Additionally, the largest banks’ median capital adequacy ratio — which reflects the lender’s ability to absorb losses from risk-weighted assets — stood at 19.18% during the period.

This was higher than the 18.8% recorded in the same period last year but lower than the 19.71% a quarter earlier.   

The ratio remained well above the regulatory minimum of 10% set by the BSP as well as the international minimum standard of 8% under the Basel III framework.

The leverage ratio, which gauges the institution’s ability to absorb shocks by measuring the bank’s capital relative to total exposure, stood at a median of 11.39% as of end-June. The current figure exceeded the central bank’s 5% guideline as well as the international standard of 3%.

Meanwhile, the net interest margin (NIM) of these big banks hit 4.23%, higher than the 3.19% a year earlier.

NIMs are an indicator of banks’ investing efficiency by dividing annualized net interest income by average earning assets.

During the period, the return on assets, which measures the profit generated per peso of an asset, rose to 1.62% from 1.42% in the second quarter of 2024.

In the April-to-June period, BDO Unibank, Inc. (BDO) remained the largest bank in terms of total assets with P5.05 trillion, followed by Metropolitan Bank & Trust Co. (Metrobank) with P3.51 trillion and Bank of the Philippine Islands (BPI) with P3.5 trillion.

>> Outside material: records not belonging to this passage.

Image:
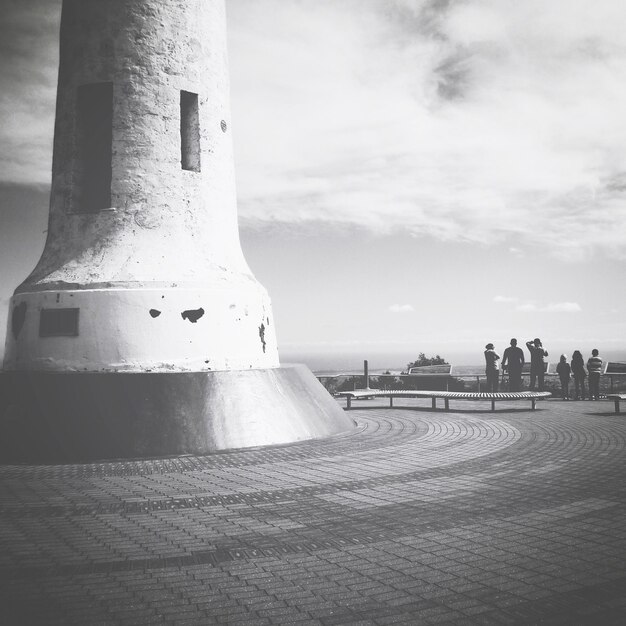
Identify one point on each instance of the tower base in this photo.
(53, 417)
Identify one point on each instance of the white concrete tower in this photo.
(142, 330)
(142, 268)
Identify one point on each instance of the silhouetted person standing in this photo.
(513, 362)
(579, 374)
(594, 367)
(537, 364)
(491, 368)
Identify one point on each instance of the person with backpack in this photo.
(594, 367)
(537, 364)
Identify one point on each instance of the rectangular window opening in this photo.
(58, 323)
(94, 137)
(189, 131)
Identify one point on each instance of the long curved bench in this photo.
(533, 396)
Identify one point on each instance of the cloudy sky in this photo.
(412, 175)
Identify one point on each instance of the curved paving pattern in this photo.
(415, 517)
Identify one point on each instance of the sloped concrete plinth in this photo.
(51, 417)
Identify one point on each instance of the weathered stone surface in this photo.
(169, 230)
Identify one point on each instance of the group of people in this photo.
(513, 361)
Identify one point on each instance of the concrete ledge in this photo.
(52, 417)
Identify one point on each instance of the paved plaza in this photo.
(416, 517)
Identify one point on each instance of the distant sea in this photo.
(334, 362)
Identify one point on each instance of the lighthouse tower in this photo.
(142, 289)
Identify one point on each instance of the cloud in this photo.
(558, 307)
(487, 121)
(534, 307)
(401, 308)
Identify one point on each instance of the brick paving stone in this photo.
(419, 516)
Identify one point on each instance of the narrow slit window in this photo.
(58, 323)
(94, 130)
(189, 131)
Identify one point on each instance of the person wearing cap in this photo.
(537, 364)
(491, 368)
(513, 362)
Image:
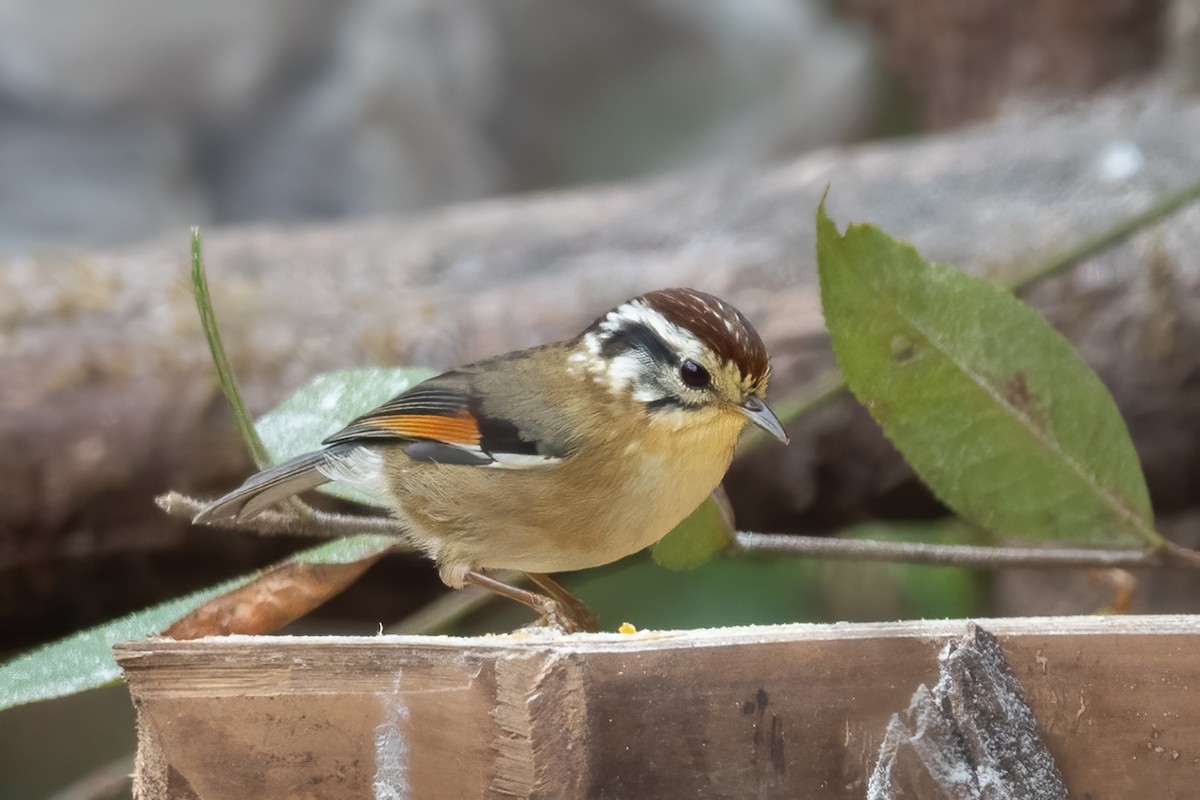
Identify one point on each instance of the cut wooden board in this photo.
(795, 710)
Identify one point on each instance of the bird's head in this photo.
(685, 355)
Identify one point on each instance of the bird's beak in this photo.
(761, 415)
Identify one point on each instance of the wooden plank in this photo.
(793, 710)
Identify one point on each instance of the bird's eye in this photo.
(694, 374)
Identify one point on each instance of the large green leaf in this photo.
(324, 405)
(993, 408)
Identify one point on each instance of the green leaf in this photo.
(702, 534)
(325, 405)
(84, 660)
(993, 408)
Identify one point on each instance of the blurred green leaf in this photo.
(84, 660)
(702, 534)
(993, 408)
(324, 405)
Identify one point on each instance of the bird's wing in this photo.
(442, 420)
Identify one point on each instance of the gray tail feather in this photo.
(270, 486)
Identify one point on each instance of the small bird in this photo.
(555, 458)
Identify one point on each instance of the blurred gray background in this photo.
(126, 119)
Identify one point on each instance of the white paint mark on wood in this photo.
(391, 751)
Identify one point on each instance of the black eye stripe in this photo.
(641, 337)
(694, 374)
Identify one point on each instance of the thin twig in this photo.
(1115, 235)
(985, 557)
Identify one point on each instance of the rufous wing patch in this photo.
(457, 429)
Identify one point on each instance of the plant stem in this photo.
(225, 372)
(331, 525)
(983, 557)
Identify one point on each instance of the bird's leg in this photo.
(550, 611)
(585, 617)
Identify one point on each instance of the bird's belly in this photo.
(520, 521)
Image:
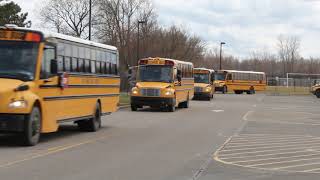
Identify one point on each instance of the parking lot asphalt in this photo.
(231, 137)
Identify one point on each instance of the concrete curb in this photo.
(123, 106)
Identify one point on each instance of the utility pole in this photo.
(138, 39)
(221, 44)
(90, 18)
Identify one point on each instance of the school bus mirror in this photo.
(23, 87)
(53, 67)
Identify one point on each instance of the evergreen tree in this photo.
(10, 13)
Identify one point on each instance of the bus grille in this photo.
(150, 92)
(198, 89)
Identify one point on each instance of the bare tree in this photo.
(67, 16)
(118, 24)
(288, 50)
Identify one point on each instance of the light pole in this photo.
(138, 39)
(90, 18)
(221, 44)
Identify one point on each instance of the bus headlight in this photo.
(135, 91)
(18, 104)
(208, 89)
(168, 93)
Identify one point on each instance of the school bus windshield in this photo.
(201, 78)
(220, 77)
(154, 73)
(18, 60)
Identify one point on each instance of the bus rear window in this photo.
(18, 60)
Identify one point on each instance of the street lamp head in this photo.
(141, 22)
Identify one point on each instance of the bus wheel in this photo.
(318, 93)
(171, 108)
(134, 107)
(187, 103)
(224, 90)
(93, 124)
(32, 128)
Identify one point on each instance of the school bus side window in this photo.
(49, 53)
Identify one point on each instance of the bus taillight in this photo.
(143, 62)
(169, 63)
(33, 37)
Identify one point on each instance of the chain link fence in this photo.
(291, 86)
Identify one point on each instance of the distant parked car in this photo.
(316, 90)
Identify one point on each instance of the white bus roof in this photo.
(48, 35)
(235, 71)
(205, 69)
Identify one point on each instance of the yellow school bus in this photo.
(163, 83)
(240, 81)
(204, 86)
(49, 78)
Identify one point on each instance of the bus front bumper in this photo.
(219, 88)
(152, 101)
(200, 95)
(11, 123)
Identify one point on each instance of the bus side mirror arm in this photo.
(54, 67)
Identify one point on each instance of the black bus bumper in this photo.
(11, 123)
(219, 89)
(152, 101)
(201, 95)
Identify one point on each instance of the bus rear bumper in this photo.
(10, 123)
(219, 89)
(201, 95)
(152, 101)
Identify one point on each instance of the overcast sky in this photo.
(245, 25)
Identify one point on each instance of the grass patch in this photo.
(124, 99)
(283, 90)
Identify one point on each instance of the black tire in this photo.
(134, 107)
(187, 103)
(92, 124)
(237, 92)
(224, 90)
(317, 93)
(252, 91)
(171, 108)
(32, 127)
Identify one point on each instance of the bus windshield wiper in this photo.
(19, 76)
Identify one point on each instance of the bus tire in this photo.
(187, 103)
(94, 123)
(224, 90)
(32, 127)
(317, 93)
(134, 107)
(171, 108)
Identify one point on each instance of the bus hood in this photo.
(7, 85)
(157, 85)
(202, 85)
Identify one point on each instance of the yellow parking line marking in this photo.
(286, 122)
(265, 155)
(254, 152)
(269, 147)
(49, 152)
(245, 117)
(270, 135)
(282, 162)
(267, 142)
(267, 137)
(253, 141)
(293, 166)
(275, 158)
(276, 143)
(312, 170)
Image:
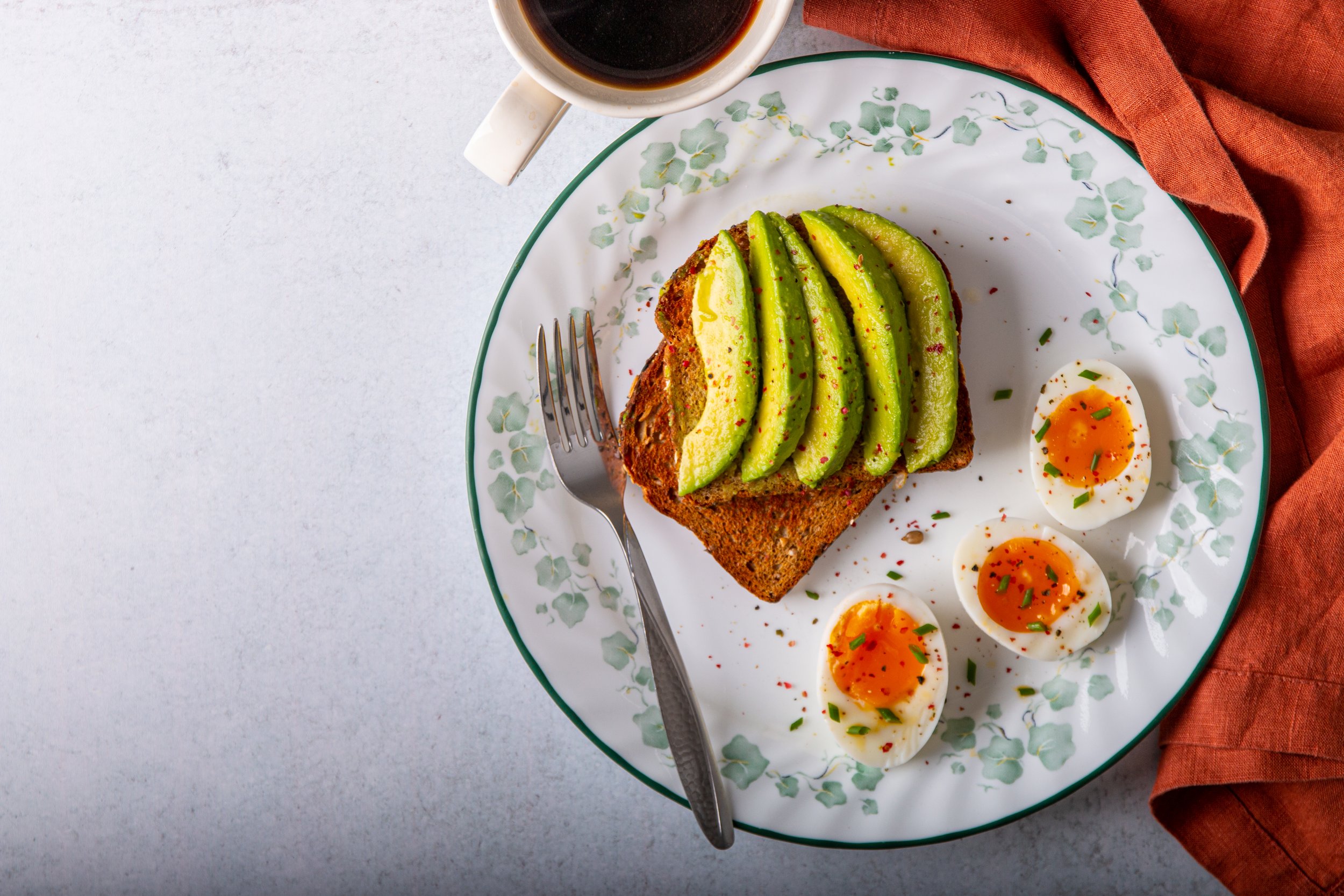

In lending, the Sy-led bank also led the industry with P3.41 trillion worth of loans issued, followed by Bank of the Philippine Islands (BPI) with P2.36 trillion and Metrobank with P1.85 trillion.

In terms of deposits, BDO led with P4.03 trillion in deposits, followed by Land Bank of the Philippines (LANDBANK) with P3.06 trillion and BPI with P2.61 trillion.

Among banks with at least P100 billion assets, Security Bank Corp. posted the fastest year-on-year asset growth with 25.6%, followed by Bank of Commerce (17.8%), and The Hongkong & Shanghai Banking Corp. Ltd. (16.6%).   

On the other hand, Asia United Bank was the most aggressive lender with a year-on-year growth of 35.57%, followed by China Banking Corp., with 18.04% and Philippine Trust Co., with 16.31%.

BusinessWorld Research has been tracking the financial performance of the country’s large banks quarterly since the late 1980s using banks’ published statements.